I turned to look to my left. A slight man with a neat white beard and corduroy jacket. He looked like a history teacher.

“So who are you? God?”

“Is it the beard? I had it trimmed so that nobody would leap to the…”

He gestured with both hands to suggest a long wispy beard that must have once been there. He stopped. Realised I was staring and beginning to lose it.

“No. I’m not God. The Lennon thing? Just now? Looking blank. A lot to process. Never mind. I’m your case worker. I think that’s the best way to describe it. Still looking blank. Okay…”

The slight man appeared to weigh up a few options in his mind, picked up a manilla folder that had been sitting on his lap and gripped it for emphasis.

“I’m here to help you get where you want to go. So… where do you want to go? Do you know? I think you probably do.”

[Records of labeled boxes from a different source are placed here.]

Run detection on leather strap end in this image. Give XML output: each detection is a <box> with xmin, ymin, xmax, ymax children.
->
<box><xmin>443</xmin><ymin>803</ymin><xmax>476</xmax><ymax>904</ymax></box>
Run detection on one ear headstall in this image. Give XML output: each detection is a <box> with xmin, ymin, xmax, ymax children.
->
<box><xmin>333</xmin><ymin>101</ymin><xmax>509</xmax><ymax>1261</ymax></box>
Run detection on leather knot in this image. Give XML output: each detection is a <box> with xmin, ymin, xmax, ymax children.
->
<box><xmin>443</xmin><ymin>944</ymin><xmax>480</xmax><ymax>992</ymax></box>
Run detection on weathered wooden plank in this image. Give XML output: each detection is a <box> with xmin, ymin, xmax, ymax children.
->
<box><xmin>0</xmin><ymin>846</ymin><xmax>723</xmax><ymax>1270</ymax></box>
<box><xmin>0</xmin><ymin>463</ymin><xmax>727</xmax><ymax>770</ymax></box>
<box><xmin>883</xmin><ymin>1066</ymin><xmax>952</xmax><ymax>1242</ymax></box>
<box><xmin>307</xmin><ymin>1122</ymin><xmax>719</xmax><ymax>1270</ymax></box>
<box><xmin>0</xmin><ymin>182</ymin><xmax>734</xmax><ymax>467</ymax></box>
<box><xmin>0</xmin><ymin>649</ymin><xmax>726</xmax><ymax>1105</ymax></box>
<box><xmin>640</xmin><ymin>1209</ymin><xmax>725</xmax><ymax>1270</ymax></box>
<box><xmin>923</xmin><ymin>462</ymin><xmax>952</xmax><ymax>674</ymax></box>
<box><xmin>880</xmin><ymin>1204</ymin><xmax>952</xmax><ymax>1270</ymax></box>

“Rosalita. My daughter. I want to see her. Please.”

The chaos that had erupted in the hall with my death was being abbreviated by burly security guards, although their “nothing to see here” ushering carried less weight than it might ordinarily have done. The slight man wrinkled his face and scratched his crown.

“Yes. And no. But ultimately yes.”

“What do you mean?”

“You’re not ready to see her. Not yet. I’m sorry.”

I grabbed him by his corduroy lapels with a swiftness that surprised him.

“I’ve longed for this. I’ve prayed for death. And now it’s here and you say I can’t see my baby girl? What gives you the right? Don’t you know how I’ve suffered? Who says I can’t see her? Who?”

“She does.”

I froze.

“Rosalita. She says you’re not ready. And as your next of kin, she decides.”

He shrugged. I let go and the slight man smoothed his jacket out and picked up the manilla folder from the concrete floor.

“She doesn’t want to see me?”

A shake of the head.

“That’s not what I said. You’re not ready. That. But I can help. If you want help. Help. Was that Lennon? Or McCartney? Not important. Tell me, were you a good wrestler?”

I struggled briefly to access the facts of my life. It already felt so far away.

“I guess. Stubborn. Strong. Not fancy.”

The slight man considered this for a moment.

“Good. Stubborn is good. For this thing. Shall we?”

He gestured towards the exit. I stood and took one more look at the man on the canvas. When I eventually looked away the slight man was already half way towards the door. He smiled briefly. I followed him beneath the glowing exit sign.